With this focus on frailty in mind, we have continued to revise and evolve the textbook. The current eighth edition includes new entries on gerontechnology, homelessness, emergency and prehospital care, HIV and aging, intensive treatment of older adult patients, telemedicine, and the built environment. We have also added a chapter on frailty, written by two authors with much experience in regard to the various ways to define frailty. Obtaining a nonpartisan view is important because all chapter authors have been encouraged to revise their chapters, not just in relation to developments in their area, but also to ensure a discussion on how it is affected by frailty. For our part, we have aimed to advocate for both types of changes, which often have resulted in mutually beneficial exchanges. This reflects how the field is evolving. It also is a pragmatic challenge for textbooks in the Internet era. The goal is less to be a compendium of all the latest information than to be an account of what is usefully known. We see the role of this text as providing context and some sense of the evolution of an area. This approach can provide value in ways that merely recitation of what is up to date at the moment might not always achieve. This has long been a goal of Brocklehurst, and one that we are keen to continue.
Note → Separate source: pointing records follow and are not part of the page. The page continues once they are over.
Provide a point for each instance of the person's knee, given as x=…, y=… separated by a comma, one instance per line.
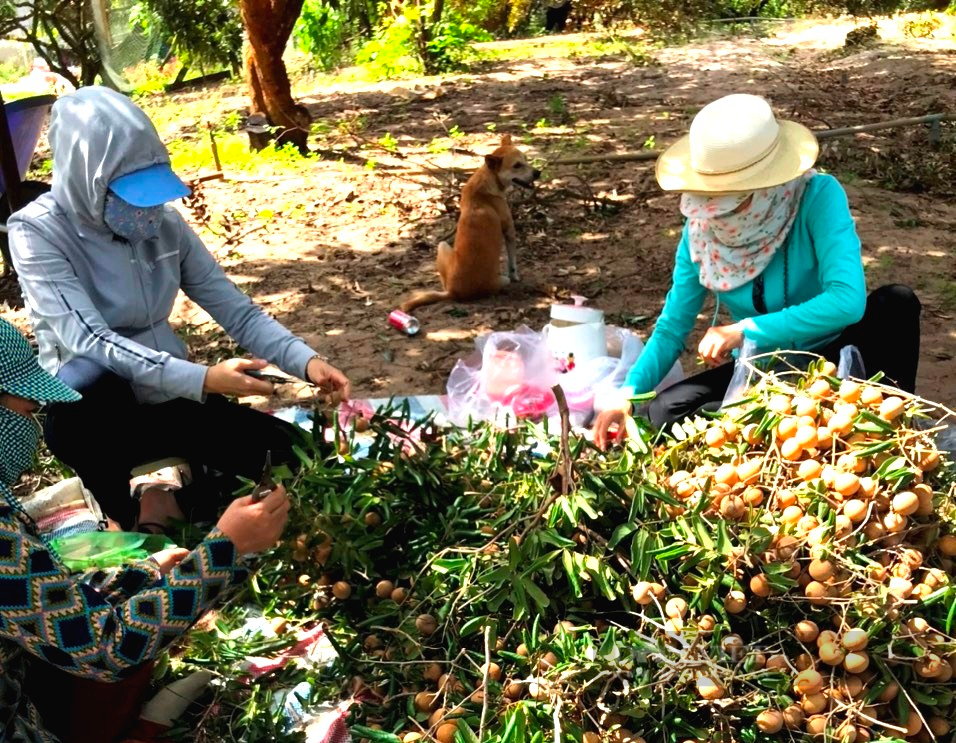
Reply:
x=897, y=298
x=666, y=408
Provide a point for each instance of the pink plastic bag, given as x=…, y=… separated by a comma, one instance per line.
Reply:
x=511, y=374
x=508, y=377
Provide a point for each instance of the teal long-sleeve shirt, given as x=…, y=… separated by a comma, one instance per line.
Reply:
x=826, y=289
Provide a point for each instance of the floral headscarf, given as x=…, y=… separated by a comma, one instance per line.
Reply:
x=732, y=245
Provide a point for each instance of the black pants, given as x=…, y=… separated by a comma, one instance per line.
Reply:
x=555, y=19
x=887, y=337
x=108, y=433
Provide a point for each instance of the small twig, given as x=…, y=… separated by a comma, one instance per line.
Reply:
x=566, y=466
x=484, y=684
x=565, y=451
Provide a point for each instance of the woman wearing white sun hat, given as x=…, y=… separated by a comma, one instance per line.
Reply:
x=775, y=242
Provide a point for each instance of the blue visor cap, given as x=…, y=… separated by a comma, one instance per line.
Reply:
x=150, y=186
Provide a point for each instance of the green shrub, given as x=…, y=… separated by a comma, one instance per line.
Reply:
x=325, y=32
x=451, y=47
x=391, y=51
x=206, y=34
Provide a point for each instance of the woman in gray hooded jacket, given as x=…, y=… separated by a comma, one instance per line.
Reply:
x=101, y=259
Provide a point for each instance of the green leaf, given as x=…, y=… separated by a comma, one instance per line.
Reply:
x=473, y=626
x=376, y=736
x=724, y=545
x=465, y=734
x=571, y=571
x=537, y=595
x=620, y=533
x=760, y=539
x=641, y=554
x=700, y=529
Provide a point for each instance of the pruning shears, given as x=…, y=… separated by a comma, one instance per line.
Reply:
x=271, y=378
x=266, y=484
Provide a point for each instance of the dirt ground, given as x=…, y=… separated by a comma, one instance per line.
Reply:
x=330, y=250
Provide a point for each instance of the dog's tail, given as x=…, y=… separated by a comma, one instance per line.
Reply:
x=420, y=299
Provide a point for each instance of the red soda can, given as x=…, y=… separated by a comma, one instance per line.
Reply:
x=404, y=322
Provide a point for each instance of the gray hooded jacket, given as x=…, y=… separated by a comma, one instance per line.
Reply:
x=93, y=295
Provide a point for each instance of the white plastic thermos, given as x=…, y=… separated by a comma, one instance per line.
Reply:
x=576, y=334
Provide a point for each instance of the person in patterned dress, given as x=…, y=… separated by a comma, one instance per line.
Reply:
x=101, y=624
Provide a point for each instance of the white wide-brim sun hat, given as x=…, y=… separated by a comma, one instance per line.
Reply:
x=736, y=145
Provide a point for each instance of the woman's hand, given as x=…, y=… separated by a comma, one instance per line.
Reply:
x=229, y=378
x=169, y=558
x=609, y=426
x=718, y=342
x=254, y=526
x=327, y=377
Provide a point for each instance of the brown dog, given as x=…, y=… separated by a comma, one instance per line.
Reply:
x=470, y=270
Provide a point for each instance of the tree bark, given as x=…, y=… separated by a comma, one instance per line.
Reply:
x=269, y=25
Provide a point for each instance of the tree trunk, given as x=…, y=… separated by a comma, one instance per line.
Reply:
x=269, y=24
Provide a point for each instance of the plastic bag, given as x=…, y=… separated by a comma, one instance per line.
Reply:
x=107, y=549
x=625, y=348
x=511, y=374
x=740, y=381
x=510, y=377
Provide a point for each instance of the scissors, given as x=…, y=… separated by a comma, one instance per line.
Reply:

In the eighth edition, we recognize the stellar contributions of Professor Kenneth Woodhouse, who joined us in the seventh edition, as we began the more explicit shift in emphasis toward frailty. Now we are delighted to welcome Professor John Young. He has conducted much of the useful UK research on clinical geriatric medicine for the last decade, securing our discipline a solid evidence base, and pointing out where we need to build further. This direction has benefitted enormously from his long history of clinical practice in geriatric medicine. Those skill sets are now brought to bear in the National Health Service for England and Wales, for which he is now the Clinical Service Director for Older Adults (or the “frailty czar,” as this post otherwise is known). We feel privileged to have him join us.
As editors and chapter authors, we benefit from the engagement of the many readers who have taken time to let us know what they think of the text, both how it serves and how it might be improved. We thank them for this effort and hope that the dialogue remains ongoing. Providing health care for anyone is a special privilege; providing it for people in great need, even more so. It is not widely recognized enough that the care of frail older adults is a special challenge, requiring particular expertise. When it is done well, geriatric medicine is a thing of beauty, deeply rewarding to patient and practitioner. We wish our reader this joy of geriatrics.